Pero el séptimo arte es muy particular, en esencia, nos da una nueva oportunidad para conocer historias a través de imágenes en movimiento. Así como la literatura nos guía por medio de palabras a crear nuestro propio mundo con el uso de la imaginación; el cine nos ofrece estas imágenes a través de diferentes planos y secuencias, no con la intención de limitar la iniciativa, sino de crear nuestra propia percepción de lo que visualizamos, pudiendo incluso encontrarle diferentes significados dependiendo del estado de nuestra conciencia.
Comencé a amar el cine a una edad no tan temprana, lo confieso, pues ese verdadero amor surgió en el momento en el que pude comprender todas las posibilidades que este arte me ofrecía. Ver una película no significó lo mismo para mí después de ver Casablanca (Michael Curtiz, 1942), pues se convirtió en un referente de fascinación que quise volver a encontrar cuantas veces me fuera posible. Cada toma, cada melodía, cada palabra del guion me pareció perfecta, un relato cuya simplicidad es solo superficial y en la que encontré un nuevo encantamiento cada que la veía de nuevo. Así que como el buen Rick lo diría “Ese fue el inicio de una hermosa amistad” (no sic.).
Es hermoso cuando comprendes las maneras que tiene la cinematografía de llevarte al sitio que pretende, desde esa radiante toma panorámica que comenzó como un paneo, hasta ese sencillo “change focus” que sucedió justo después de un plano secuencia de casi 5 minutos (y del que no te diste cuenta); sí, juegos de cámara que pasan casi desapercibidos, ese close up que te dejó ver el surgimiento de una lágrima o ese plano objetual que hizo tan dinámica una escena aparentemente sencilla.
Cada filme nos da la oportunidad de soñar, pero sobretodo, de conocer distintas realidades. No solo cada país (o cultura), sino cada quien tiene una manera distinta de hacer y de apreciar el cine. Lo interesante es alimentar esa curiosidad de aprender a través de lo que alguien más observa y transmite, cómo es que cada persona puede interpretarlo de forma diferente y al mismo tiempo imprimir un efecto que se traduce como empatía.

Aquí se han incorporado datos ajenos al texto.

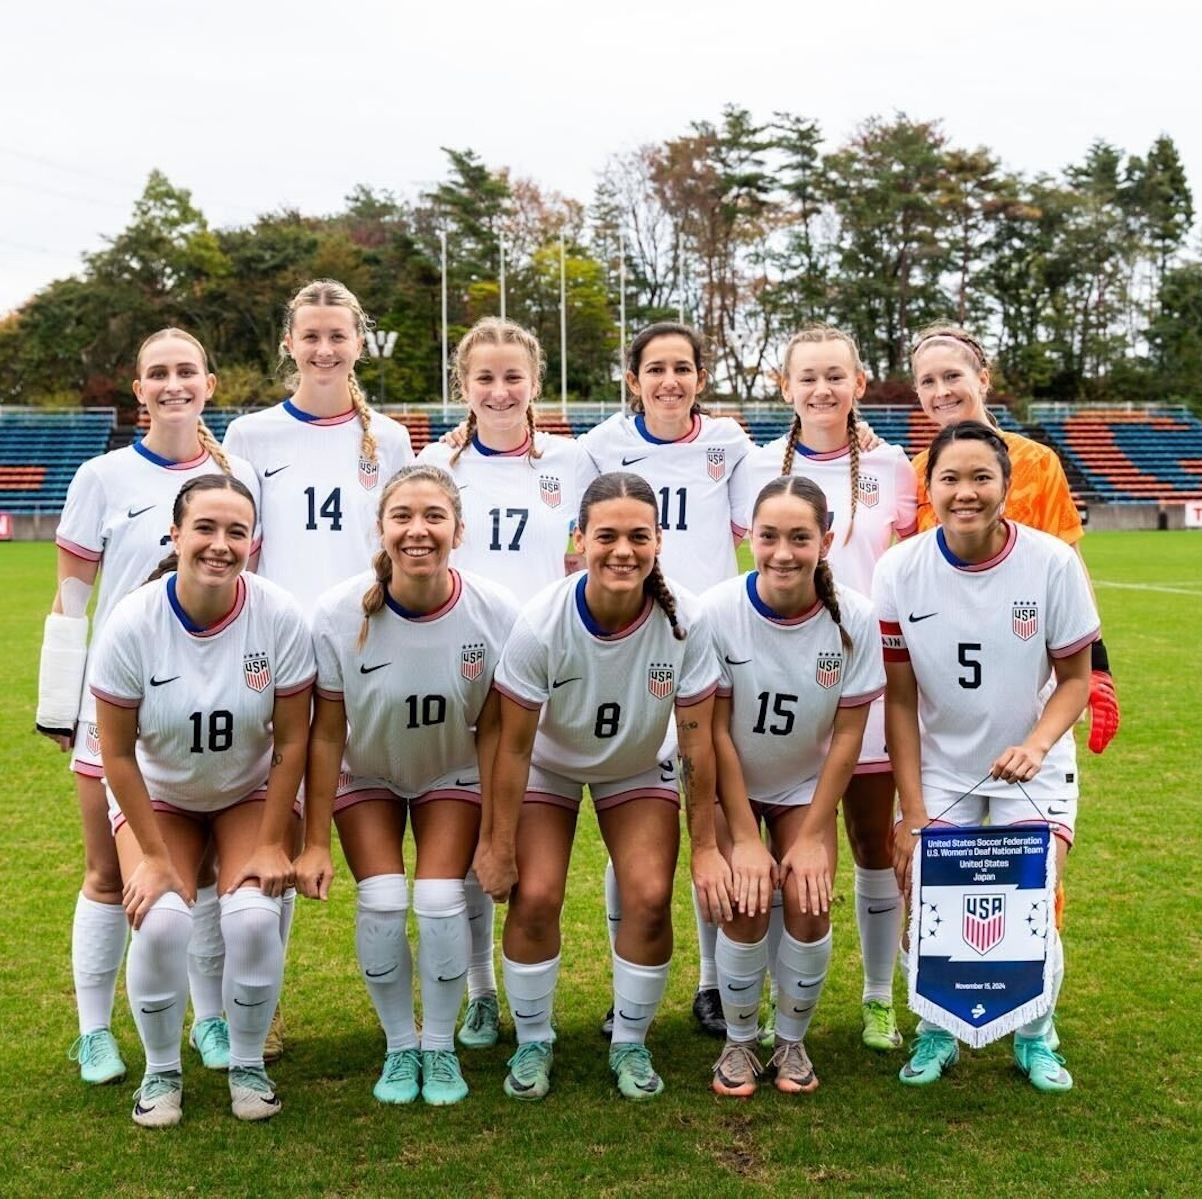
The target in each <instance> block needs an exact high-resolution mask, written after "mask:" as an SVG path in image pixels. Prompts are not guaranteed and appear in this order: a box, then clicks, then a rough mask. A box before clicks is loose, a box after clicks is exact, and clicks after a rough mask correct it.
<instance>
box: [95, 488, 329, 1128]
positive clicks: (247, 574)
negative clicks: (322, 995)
mask: <svg viewBox="0 0 1202 1199" xmlns="http://www.w3.org/2000/svg"><path fill="white" fill-rule="evenodd" d="M172 520H173V524H172V529H171V537H172V542H173V544H174V553H173V554H172V555H171V556H169V557H167V559H166V560H165V561H163V563H162V566H161V567H160V571H159V572H156V574H155V575H154V577H153V579H151V581H149V583H147V584H145V585H143V586H142V587H139V589H138V590H137V591H133V592H132V593H130V595H129V596H126V597H125V598H124V599H121V601H120V602H119V603H118V604H117V607H115V608H114V609H113V612H112V615H111V616H109V619H108V621H107V622H106V625H105V628H103V632H102V633H101V638H100V643H99V645H97V648H96V661H95V669H94V672H93V676H91V688H93V693H94V694H95V697H96V702H97V703H96V708H97V718H99V723H100V740H101V750H102V753H103V760H105V775H106V780H107V783H108V787H109V813H111V819H112V823H113V829H114V835H115V839H117V851H118V855H119V858H120V864H121V877H123V879H124V900H125V911H126V913H127V914H129V917H130V920H131V923H132V925H133V941H132V946H131V948H130V958H129V967H127V976H126V986H127V990H129V996H130V1006H131V1008H132V1009H133V1021H135V1024H136V1025H137V1028H138V1034H139V1037H141V1038H142V1045H143V1048H144V1050H145V1060H147V1068H145V1076H144V1078H143V1080H142V1087H141V1090H139V1091H138V1093H137V1097H136V1100H135V1105H133V1120H135V1122H136V1123H139V1125H145V1126H149V1127H155V1126H168V1125H175V1123H178V1122H179V1119H180V1114H182V1103H183V1075H182V1072H180V1039H182V1034H183V1027H184V1009H185V1007H186V1004H188V942H189V938H190V936H191V931H192V917H191V911H190V907H189V903H190V901H191V900H192V899H195V895H196V878H197V871H198V869H200V866H201V861H202V859H203V858H204V853H206V849H207V847H208V845H209V840H210V837H212V840H213V842H214V843H215V846H216V854H218V860H219V888H220V891H221V935H222V938H224V941H225V946H226V958H225V974H224V979H222V998H224V1003H225V1009H226V1013H227V1018H228V1022H230V1096H231V1100H232V1106H233V1114H234V1115H236V1116H238V1117H239V1119H240V1120H266V1119H268V1117H270V1116H274V1115H275V1112H276V1111H279V1110H280V1102H279V1099H278V1098H276V1096H275V1091H274V1087H273V1085H272V1082H270V1080H269V1079H268V1078H267V1074H266V1072H264V1069H263V1042H264V1039H266V1037H267V1030H268V1026H269V1024H270V1019H272V1013H273V1012H274V1010H275V1003H276V1000H278V998H279V991H280V980H281V976H282V972H284V948H282V942H281V939H280V895H281V894H282V893H284V889H285V888H286V887H287V885H288V883H290V881H291V877H292V864H291V860H290V854H288V851H287V847H288V846H290V845H291V843H292V835H293V829H294V825H293V822H294V821H296V819H297V816H298V810H297V809H296V806H294V805H296V795H297V788H298V786H299V783H301V777H302V775H303V773H304V760H305V746H307V741H308V733H309V700H310V688H311V686H313V679H314V658H313V648H311V644H310V638H309V631H308V627H307V626H305V622H304V618H303V615H302V613H301V609H299V608H298V606H297V604H296V602H294V601H293V599H292V598H291V597H290V596H287V595H286V593H285V592H284V591H281V590H280V589H279V587H276V586H275V585H274V584H272V583H268V581H267V580H264V579H261V578H258V577H257V575H254V574H244V573H243V568H244V567H245V565H246V560H248V557H249V556H250V551H251V538H252V531H254V527H255V505H254V501H252V499H251V495H250V493H249V491H248V490H246V488H245V485H244V484H243V483H240V482H238V481H237V479H234V478H231V477H228V476H225V475H204V476H200V477H197V478H194V479H191V481H190V482H188V483H186V484H185V485H184V487H183V489H182V490H180V491H179V495H178V496H177V499H175V505H174V511H173V514H172Z"/></svg>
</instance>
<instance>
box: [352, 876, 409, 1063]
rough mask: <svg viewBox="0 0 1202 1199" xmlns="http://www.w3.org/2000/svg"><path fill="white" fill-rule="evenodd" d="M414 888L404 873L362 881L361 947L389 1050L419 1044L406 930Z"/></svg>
mask: <svg viewBox="0 0 1202 1199" xmlns="http://www.w3.org/2000/svg"><path fill="white" fill-rule="evenodd" d="M407 911H409V887H407V884H406V882H405V876H404V875H375V876H373V877H371V878H364V879H363V881H362V882H361V883H359V885H358V908H357V909H356V913H355V948H356V950H357V952H358V959H359V970H361V971H362V972H363V982H364V983H365V984H367V989H368V996H369V997H370V1000H371V1004H373V1007H374V1008H375V1009H376V1015H377V1016H379V1018H380V1026H381V1027H382V1028H383V1034H385V1038H386V1040H387V1052H389V1054H395V1052H398V1051H399V1050H401V1049H417V1025H416V1024H415V1022H413V959H412V955H411V954H410V950H409V937H407V936H406V935H405V913H406V912H407Z"/></svg>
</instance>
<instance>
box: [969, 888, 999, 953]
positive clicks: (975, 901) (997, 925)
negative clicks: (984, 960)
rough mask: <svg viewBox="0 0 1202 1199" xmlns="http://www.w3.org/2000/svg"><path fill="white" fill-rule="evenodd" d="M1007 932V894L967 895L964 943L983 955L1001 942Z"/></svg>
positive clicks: (978, 952) (976, 951)
mask: <svg viewBox="0 0 1202 1199" xmlns="http://www.w3.org/2000/svg"><path fill="white" fill-rule="evenodd" d="M1005 933H1006V896H1005V895H965V896H964V927H963V929H962V935H963V937H964V943H965V944H966V946H968V947H969V948H970V949H975V950H976V952H977V953H978V954H981V955H982V956H983V955H984V954H987V953H988V952H989V950H990V949H993V948H994V947H995V946H998V944H1000V943H1001V938H1002V937H1004V936H1005Z"/></svg>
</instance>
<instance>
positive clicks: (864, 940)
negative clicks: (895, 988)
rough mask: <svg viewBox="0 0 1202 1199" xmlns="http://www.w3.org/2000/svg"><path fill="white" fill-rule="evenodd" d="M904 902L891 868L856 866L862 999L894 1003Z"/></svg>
mask: <svg viewBox="0 0 1202 1199" xmlns="http://www.w3.org/2000/svg"><path fill="white" fill-rule="evenodd" d="M903 913H904V905H903V902H901V891H900V890H898V878H897V875H895V873H894V872H893V870H892V869H889V870H865V869H864V867H863V866H857V867H856V924H857V925H858V926H859V953H861V956H862V958H863V962H864V991H863V1001H864V1002H865V1003H867V1002H868V1001H869V1000H880V1001H881V1002H882V1003H892V1002H893V970H894V966H895V964H897V952H898V941H899V938H900V936H901V917H903Z"/></svg>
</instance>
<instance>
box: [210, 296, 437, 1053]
mask: <svg viewBox="0 0 1202 1199" xmlns="http://www.w3.org/2000/svg"><path fill="white" fill-rule="evenodd" d="M284 328H285V333H284V339H282V341H281V342H280V362H281V364H284V363H287V362H291V363H292V364H293V368H294V369H293V370H292V371H291V374H290V375H288V376H287V380H286V382H287V386H288V387H290V388H291V389H292V394H291V395H290V396H288V399H286V400H284V401H281V402H280V404H276V405H274V406H273V407H269V408H264V410H263V411H261V412H251V413H249V414H246V416H243V417H238V418H237V419H236V420H233V422H231V424H230V428H228V429H227V430H226V435H225V446H226V448H227V449H228V451H230V452H231V453H234V454H239V455H240V457H242V458H245V459H246V460H248V461H249V463H250V464H251V465H252V466H254V469H255V473H256V475H257V476H258V481H260V484H261V488H262V505H261V512H262V525H263V548H262V551H261V554H260V557H258V567H257V569H258V573H260V574H262V575H263V578H267V579H270V580H272V581H273V583H278V584H279V585H280V586H281V587H284V589H285V591H287V592H288V593H290V595H292V596H294V597H296V598H297V599H298V601H299V602H301V607H302V609H303V610H304V612H305V613H307V614H308V613H310V612H311V610H313V606H314V603H315V602H316V599H317V596H320V595H321V593H322V592H323V591H326V590H327V589H329V587H332V586H333V585H334V584H335V583H341V581H343V580H344V579H349V578H350V577H351V575H352V574H357V573H358V572H359V571H361V569H362V568H363V563H364V562H367V561H369V560H370V557H371V555H373V553H374V551H375V549H376V548H377V536H376V500H377V496H379V494H380V484H381V483H382V482H383V481H386V479H389V478H392V476H393V475H394V473H395V472H397V471H399V470H400V467H401V466H404V465H405V464H406V463H410V461H412V459H413V451H412V446H411V445H410V440H409V430H407V429H406V428H405V426H404V425H401V424H398V423H397V422H395V420H392V419H389V418H388V417H385V416H381V414H380V413H379V412H374V411H373V410H371V408H369V407H368V404H367V400H365V399H364V396H363V390H362V388H361V387H359V382H358V380H357V378H356V376H355V364H356V362H358V359H359V358H362V357H363V350H364V346H365V338H367V333H368V320H367V316H365V315H364V312H363V308H362V305H361V304H359V302H358V299H357V298H356V297H355V294H353V293H352V292H351V291H349V290H347V288H346V287H344V286H343V285H341V284H339V282H335V281H334V280H331V279H319V280H316V281H314V282H311V284H307V285H305V286H304V287H302V288H301V290H299V291H298V292H297V293H296V296H293V297H292V299H291V300H290V302H288V305H287V309H286V311H285V317H284ZM298 848H299V847H298ZM294 911H296V891H294V890H292V889H290V890H288V891H287V893H286V894H285V896H284V907H282V913H284V914H282V925H281V932H282V936H284V948H285V953H286V952H287V943H288V935H290V932H291V929H292V915H293V913H294ZM282 1052H284V1026H282V1020H280V1019H275V1020H274V1021H273V1025H272V1034H270V1036H269V1037H268V1044H267V1060H268V1061H269V1062H270V1061H275V1060H276V1058H278V1057H279V1056H280V1055H281V1054H282Z"/></svg>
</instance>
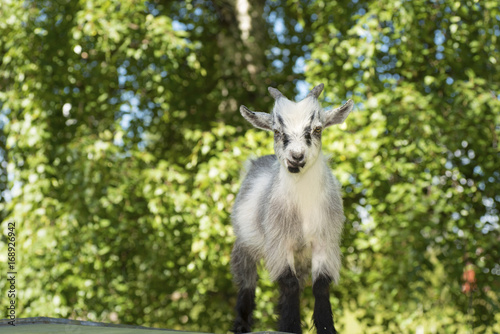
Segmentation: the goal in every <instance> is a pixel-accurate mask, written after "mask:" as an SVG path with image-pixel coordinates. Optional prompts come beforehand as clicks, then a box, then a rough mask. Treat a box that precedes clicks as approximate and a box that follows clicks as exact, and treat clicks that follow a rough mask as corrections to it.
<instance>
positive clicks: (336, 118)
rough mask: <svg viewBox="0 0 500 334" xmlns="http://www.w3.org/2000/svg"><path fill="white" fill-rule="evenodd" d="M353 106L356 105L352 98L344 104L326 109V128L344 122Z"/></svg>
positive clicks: (325, 111)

Y así, todo se resume en ese fascinante momento en el que una película logra algo más que una broma ingeniosa o un divertido susto, un sentimiento genuino con el que te das cuenta que una de las cosas más bellas de la condición humana es la capacidad de empatizar, haciéndote parte de una situación ajena que ahora puedes sentir muy tuya, una descarga de conmoción que te hace sentir que todo el tiempo invertido ha valido la pena.
Como toda pasión, hay cierto halo de adicción a querer ser parte de un mismo sentimiento una y otra vez. En mi caso, es esta sensación de la que soy fan, una curiosidad por querer conocer y sentir más; tratar de encontrar un mismo concepto de manera distinta, en circunstancias distintas y en temporalidades distintas. Al final, cada quién prefiere cómo es que quiere vivir el cine, lo extraordinario también radica en la diversidad de conmociones (y opiniones). Y esta es solo mi manera de amar el cine.
Escribo esto hoy de un punto de vista muy personal, como un legado de mi amor por el cine, y también porque justo hoy hace 5 años comencé a escribir sobre él. Larga vida al maravilloso séptimo arte.